Father Pierce says in his parish many seniors would provide intercessory prayer for daily adoration, and even when they would have religious education programs, seniors would come in and pray for the teachers and students.
“We needed the back-up prayers,” Father Pierce said. “The teachers need it and the students need it. Intercessory prayer is such an important role for the parish.”
We are all one body
In chapter 17 of St. John’s Gospel, in what is called the “high priestly prayer” of Jesus, our Lord speaks as an intercessor directly to the Father, not to his disciples nearby. Toward the end of the chapter, Jesus prays for his immediate and future disciples as one body. Each one of us belongs to the body of Christ.
“I pray not only for them, but also for those who will believe in me through their word, so that they may all be one, as you, Father, are in me and I in you, that they also may be in us, that the world may believe that you sent me.
“And I have given them the glory you gave me, so that they may be one, as we are one, I in them and you in me, that they may be brought to perfection as one, that the world may know that you sent me, and that you loved them even as you loved me.” (John 17: 20-23)
While it’s easy to think most things are centered upon the youth, maybe because of their numerous activities and boundless energy, the body of Christ includes each of us: the young, the old; the healthy, the sick; the able bodied and those with impaired mobility. Each of us has a role to play and it is everyone’s job to look around for ways to include and involve those silent groups.

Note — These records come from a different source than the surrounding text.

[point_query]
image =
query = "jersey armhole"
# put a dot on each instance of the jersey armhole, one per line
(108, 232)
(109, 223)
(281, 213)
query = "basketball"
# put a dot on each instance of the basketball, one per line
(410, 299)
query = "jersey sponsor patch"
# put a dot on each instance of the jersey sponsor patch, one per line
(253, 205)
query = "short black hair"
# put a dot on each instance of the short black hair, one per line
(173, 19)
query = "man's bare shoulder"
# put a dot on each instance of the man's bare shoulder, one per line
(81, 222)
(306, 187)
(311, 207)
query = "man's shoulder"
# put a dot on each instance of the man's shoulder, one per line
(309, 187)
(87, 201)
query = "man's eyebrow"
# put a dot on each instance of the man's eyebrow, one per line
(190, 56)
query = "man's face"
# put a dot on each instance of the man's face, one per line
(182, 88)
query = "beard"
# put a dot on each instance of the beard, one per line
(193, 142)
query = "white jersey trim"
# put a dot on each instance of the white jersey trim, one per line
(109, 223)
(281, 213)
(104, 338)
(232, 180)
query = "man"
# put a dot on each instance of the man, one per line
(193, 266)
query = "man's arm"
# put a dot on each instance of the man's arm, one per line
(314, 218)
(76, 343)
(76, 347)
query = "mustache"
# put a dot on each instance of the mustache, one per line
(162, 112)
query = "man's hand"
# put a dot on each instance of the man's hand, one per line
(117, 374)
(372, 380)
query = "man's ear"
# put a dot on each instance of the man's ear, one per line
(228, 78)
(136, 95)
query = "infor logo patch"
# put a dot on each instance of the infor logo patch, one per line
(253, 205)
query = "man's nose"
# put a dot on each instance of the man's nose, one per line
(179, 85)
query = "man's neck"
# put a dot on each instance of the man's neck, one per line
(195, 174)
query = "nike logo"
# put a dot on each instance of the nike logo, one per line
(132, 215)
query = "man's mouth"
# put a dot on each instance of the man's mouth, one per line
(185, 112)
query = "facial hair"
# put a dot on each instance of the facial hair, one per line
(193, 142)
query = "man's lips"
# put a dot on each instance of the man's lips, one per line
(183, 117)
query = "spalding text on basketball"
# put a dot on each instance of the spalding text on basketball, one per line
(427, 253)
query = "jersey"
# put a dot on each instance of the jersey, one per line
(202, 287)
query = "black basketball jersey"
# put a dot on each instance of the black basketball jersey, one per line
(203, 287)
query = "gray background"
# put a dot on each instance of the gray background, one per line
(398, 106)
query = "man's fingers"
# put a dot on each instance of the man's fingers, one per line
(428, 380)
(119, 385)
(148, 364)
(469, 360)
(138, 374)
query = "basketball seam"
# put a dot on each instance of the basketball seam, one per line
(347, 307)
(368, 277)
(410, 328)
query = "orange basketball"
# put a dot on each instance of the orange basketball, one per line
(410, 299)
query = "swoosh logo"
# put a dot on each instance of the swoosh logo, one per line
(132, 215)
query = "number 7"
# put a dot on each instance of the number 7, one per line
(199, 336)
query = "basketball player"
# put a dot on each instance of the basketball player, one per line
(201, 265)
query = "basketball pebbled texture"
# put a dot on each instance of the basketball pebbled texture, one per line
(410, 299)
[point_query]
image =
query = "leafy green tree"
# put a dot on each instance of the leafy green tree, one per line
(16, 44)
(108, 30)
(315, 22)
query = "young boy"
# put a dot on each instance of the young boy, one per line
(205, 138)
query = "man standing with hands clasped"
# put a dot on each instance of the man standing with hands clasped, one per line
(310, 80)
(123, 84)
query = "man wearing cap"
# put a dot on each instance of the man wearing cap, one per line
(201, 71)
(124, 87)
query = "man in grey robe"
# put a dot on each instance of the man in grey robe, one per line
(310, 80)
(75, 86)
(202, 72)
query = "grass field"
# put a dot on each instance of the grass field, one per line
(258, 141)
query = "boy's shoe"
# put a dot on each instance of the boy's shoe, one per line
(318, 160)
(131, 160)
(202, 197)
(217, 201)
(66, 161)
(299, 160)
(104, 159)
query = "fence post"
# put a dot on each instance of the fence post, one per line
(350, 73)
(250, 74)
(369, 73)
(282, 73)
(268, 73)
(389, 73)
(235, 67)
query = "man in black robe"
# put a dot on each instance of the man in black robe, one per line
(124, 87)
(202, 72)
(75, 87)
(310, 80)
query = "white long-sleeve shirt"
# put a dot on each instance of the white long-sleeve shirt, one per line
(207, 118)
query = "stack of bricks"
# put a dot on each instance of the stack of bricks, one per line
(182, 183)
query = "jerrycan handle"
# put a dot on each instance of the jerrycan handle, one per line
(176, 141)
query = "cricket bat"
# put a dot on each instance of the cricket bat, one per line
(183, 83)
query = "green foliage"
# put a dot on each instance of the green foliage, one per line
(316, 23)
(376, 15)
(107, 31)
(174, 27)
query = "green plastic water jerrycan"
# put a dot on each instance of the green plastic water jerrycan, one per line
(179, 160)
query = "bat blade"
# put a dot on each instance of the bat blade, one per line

Father Pierce maintains the key is to get involved in some way to keep those relationships strong. Many older single people suffer from loneliness or maybe they have an ailment keeping them from being too active. We need to create opportunities in our parishes for people to feel wanted and needed, whether committee work or programs to involve handicapped groups, bringing them together throughout the diocese.
“It’s a special ministry caring for those in need, people who are lonely will fill the void with something,” Father Pierce said. “The Church should provide opportunities to allow them to fill the void with Jesus and the spirituality of our faith, not filling the void with addiction.”
Before the pandemic, Ray and Bonnie attended Mass each Friday at one of the Good Samaritan Society nursing homes, assisting the priest as extraordinary ministers. Those who are able come down for Mass and Ray would take the host to each room for those not mobile.
“They enjoy visiting with you afterwards,” Ray said. “It’s just amazing how faithful they are and it’s inspiring to see how they have carried on through this with their faith.”
Strategies to stay involved
- Focus on your faith. You must feed it for it to grow; it cannot be something you do only on the weekend. Feed it every day. (Bonnie Soukup)
- Look for opportunities to help others, such as the handicapped or the locked in and pray for them daily. (Father Edward Pierce)
- Organize a retiree or senior group for outings and other parish activities such as weekly discussion/coffee/fellowship groups. (Mary Weber)
- Keep a “God Journal,” writing something from times you were moved by the music or homily at Mass. Keep notes to remind you of your blessings. (Donna Cannon)
A prayer for seniors
All praise and glory are yours, Lord our God.
For you have called us to serve you and one another in love. Bless our sick today so that they may bear their illness in union with Jesus’ sufferings and restore them quickly to health.
Bless those who have grown old in your service and give them courage and strength in their faith.
Lead us all to eternal glory. We ask this through our Lord Jesus Christ, Your Son, who lives and reigns with you, in the unity of the Holy Spirit, one God, forever and ever. Amen. Mother of Perpetual Help, pray for us.